L’ammissione dell’opposizione di terzo nei confronti del “giudicato cautelare”
costituisce, in definitiva, il corollario dell’orientamento assunto dalla IV sezione
del Consiglio di Stato con la sent. 11.2.1998, n. 263 con la quale, condividendo
la decisione della Corte Costituzionale n. 177/1995, era stato osservato che,
nell’estendere l’opposizione di terzo al giudizio amministrativo, il giudice delle
leggi “ha inteso sostanzialmente ammettere la predetta impugnativa anche nei
confronti delle sentenze dei tribunali amministrativi regionali, le quali – ai sensi
dell’art. 33, primo comma della legge 6 dicembre 1971, n. 1034 – sono
esecutive. Se così non fosse, si costringerebbe il terzo ad attendere il passaggio
in giudicato della sentenza per poi ugualmente agire in opposizione ex art. 404,
primo comma, cod. proc. civ. (con conseguenze più pesanti in caso di suo
accoglimento, stante la situazione definita dal giudicato)”.
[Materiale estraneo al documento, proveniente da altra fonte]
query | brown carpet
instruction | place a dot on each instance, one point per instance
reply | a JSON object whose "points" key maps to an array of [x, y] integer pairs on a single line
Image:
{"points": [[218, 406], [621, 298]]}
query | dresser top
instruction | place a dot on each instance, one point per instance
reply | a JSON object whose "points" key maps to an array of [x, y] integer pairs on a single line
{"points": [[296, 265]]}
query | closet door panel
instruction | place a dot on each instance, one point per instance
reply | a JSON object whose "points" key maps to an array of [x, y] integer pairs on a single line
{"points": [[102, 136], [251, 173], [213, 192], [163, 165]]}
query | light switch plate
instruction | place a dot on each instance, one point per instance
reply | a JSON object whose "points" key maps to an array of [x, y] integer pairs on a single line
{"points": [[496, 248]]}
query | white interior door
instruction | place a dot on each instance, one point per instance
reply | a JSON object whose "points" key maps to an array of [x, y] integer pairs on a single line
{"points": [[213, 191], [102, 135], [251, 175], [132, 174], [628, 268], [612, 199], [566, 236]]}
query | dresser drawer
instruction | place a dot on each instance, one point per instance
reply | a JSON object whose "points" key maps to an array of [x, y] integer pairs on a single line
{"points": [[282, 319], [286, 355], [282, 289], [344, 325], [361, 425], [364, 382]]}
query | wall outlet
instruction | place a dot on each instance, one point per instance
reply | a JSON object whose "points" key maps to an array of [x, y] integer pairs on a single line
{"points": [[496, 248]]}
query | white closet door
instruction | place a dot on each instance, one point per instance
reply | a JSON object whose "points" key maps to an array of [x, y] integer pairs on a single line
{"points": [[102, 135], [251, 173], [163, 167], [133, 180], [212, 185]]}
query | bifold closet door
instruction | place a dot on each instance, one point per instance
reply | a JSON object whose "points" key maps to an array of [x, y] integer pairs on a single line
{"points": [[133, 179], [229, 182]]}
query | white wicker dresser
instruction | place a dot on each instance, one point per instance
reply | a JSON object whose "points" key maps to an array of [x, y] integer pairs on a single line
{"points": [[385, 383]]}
Le esigenze rimarcate nella riportata sentenza (evitare “conseguenze più
pesanti”) senz’altro militavano a favore dell’ampliamento della portata del
rimedio dell’opposizione di terzo con estensione della sua attivazione nei
confronti del giudicato cautelare. Di tali esigenze si è resa coerentemente
interprete l’ordinanza n. 115/2010 con la quale la VI sezione del Consiglio di
Stato ha siglato la svolta giurisprudenziale.
VII – L’ “apertura” dimostrata dal Consiglio di Stato verso l’utilizzabilità dello
strumento dell’opposizione di terzo avverso le pronunce cautelari è in piena
coerenza con il diritto comunitario. Ed invero, l’art. 117, primo comma Cost.
impone al legislatore interno l’osservanza dei limiti rivenienti dai “vincoli
derivanti dall’ordinamento comunitario”. Per quest’ultimo “il rispetto del diritto
alla difesa in qualsiasi procedimento promosso nei confronti di una persona e
che possa sfociare in un atto per essa lesivo costituisce un principio
fondamentale del diritto comunitario e dev’essere garantito anche in mancanza
di qualsiasi norma riguardante il procedimento di cui trattasi”.
4La Corte Europea dei Diritti dell’Uomo, con recentissima decisione
5, ha ritenuto
che i procedimenti cautelari devono sottostare alle garanzie dell’equo processo
(e, quindi, del contraddittorio). Osserva la Corte nella motivazione della
sentenza che: “i procedimenti cautelari erano esclusi dalla sfera di azione del
diritto ad un processo equo, ma nel corso del tempo numerosi ordinamenti
nazionali e la giurisprudenza della Corte di Giustizia ve li hanno
progressivamente inclusi. In numerosi casi, inoltre, i provvedimenti cautelari
anticipano gli effetti di una decisione di merito e sono spesso sottratti a
controllo giurisdizionale”. Di qui la necessità di un mutamento di indirizzo,
affermando che: “rientrano nella sfera di azione del diritto ad un processo equo
anche i procedimenti cautelari che si concludano con una decisione, ancorchè
non definitiva”
6.
4 Corte di Giustizia CE, sent. 29.6.1994, causa n. C-135-92.
5 Corte Europea dei Diritti dell’Uomo, Grande Camera, sent. 15.10.2009, ricorso n. 17056/06.
6 Il Conseil d’Etat ritiene, con giurisprudenza consolidata, che la tierce opposition è consentita pur in
assenza di una espressa previsione normativa e che può essere esclusa soltanto da una disposizione espressa (sent. 3.11.1972), intendendola quale rimedio di carattere generale, esperibile senza distinzione tra decisioni di merito e ordinanze d’urgenza.